Les hommes oubliés de Dieu
de Albert Cossery

critiqué par Falgo, le 23 août 2014
(Lentilly - 84 ans)


La note:  étoiles
Stigmatisation de la misère
Ecrit à la fin des années 1930 par un jeune homme de 20 ans, publié en 1940 et censuré par les autorités égyptiennes de l'époque, ce recueil de 4 nouvelles est une bombe. Le gouvernement ne s' y était pas trompé. Il est entièrement dédié à une plongée dans la misère, ce qui est très surprenant vu l'âge de l'auteur. Et cette misère, il s'agit des plus démunis du Caire, y est représentée sous plusieurs facettes. "Le facteur se venge" tourne autour du vide social et amical que subissent les pauvres et des conséquences que cela engendre. (On est ici très proche du cri de Léon Bloy - approximativement- : "le pire pour les pauvres est que personne n'a besoin de leur amitié"). "Le coiffeur a tué sa femme" insiste sur la consternante pauvreté d'un père qui ne peut offrir à son fils ce que celui-ci désire et la révolte qui s'en suit. "Danger de la fantaisie" manifeste que la mendicité obéit à certaines règles et qu'il est perturbant de chercher à la déguiser sous des atours destinés à émouvoir le passant. "Les affamés ne rêvent que de pain" indique le cheminement suivi par les pauvres qui accèdent à la révolte.
Ce qui étonne le plus dans ce livre splendide et très original, c'est cette montée d'une nouvelle à l'autre de l'esprit de révolte, prémonitoire sous de nombreux aspects des ultérieurs "printemps arabes". Il est donc stupéfiant qu'un si jeune homme (20 ans), en ces années (avant 1940) ait ainsi diagnostiqué les racines des révolutions qui allaient suivre et bâti les fondations de la totale liberté qui a gouverné toute sa vie.
INOUBLIABLE 10 étoiles

Merci pour ta belle critique de ce livre lu il y a plusieurs années dans des circonstances très particulières et qui m'a fait pleurer comme aucun autre.

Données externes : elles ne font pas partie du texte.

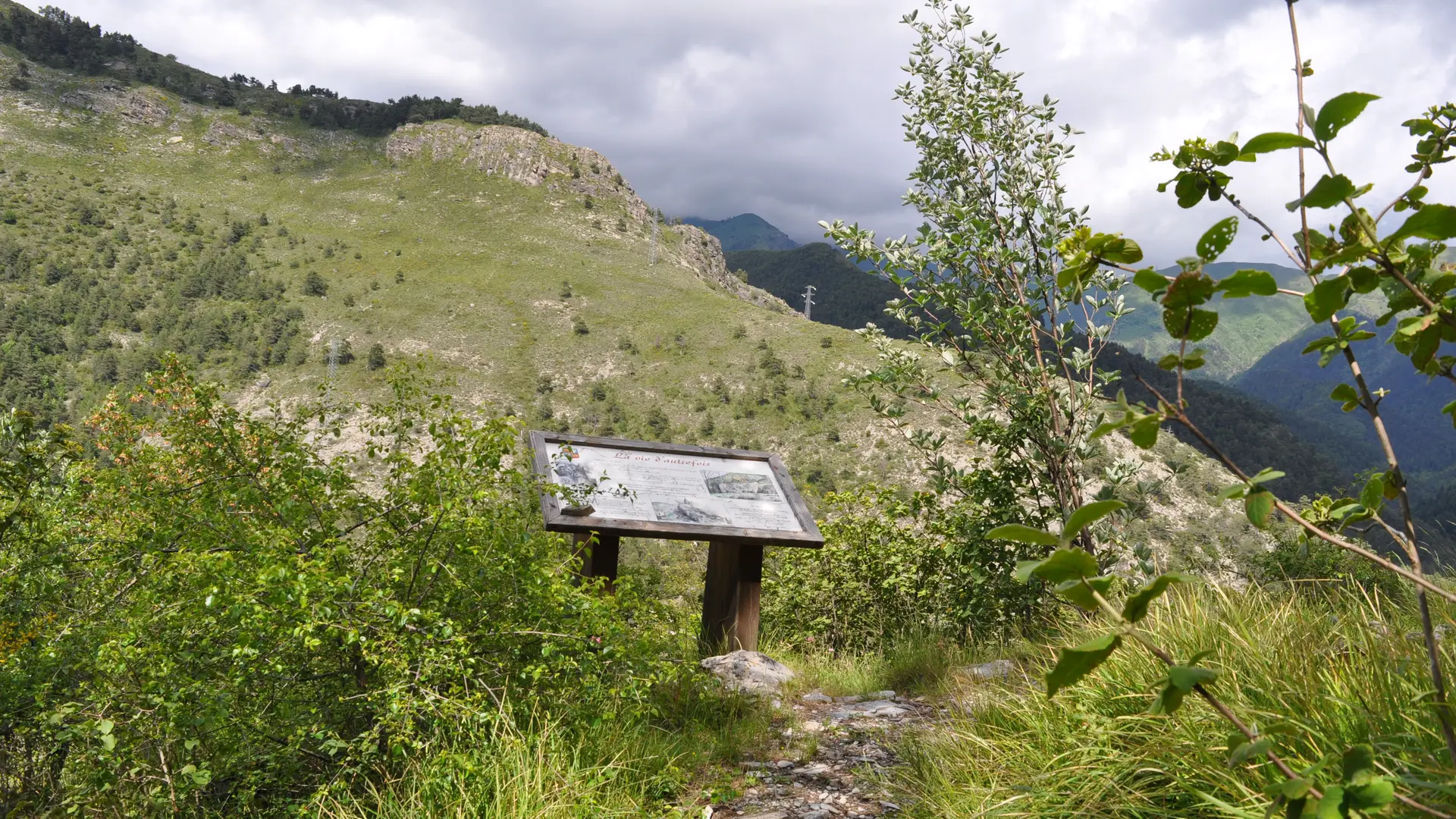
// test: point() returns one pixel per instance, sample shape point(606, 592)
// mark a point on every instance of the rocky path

Je l'ai relu depuis et il reste toujours aussi bouleversant : il est exceptionnel d'autant que Cossery lui-même a toujours vécu dans une grande misère à Paris jusqu’à sa mort.

Un livre qui nous apprend- réapprend l’humilité.

(Et je ne peux que vivement conseiller la lecture de tous ses autres livres, tous réédités l’été dernier par Joëlle Losfeld).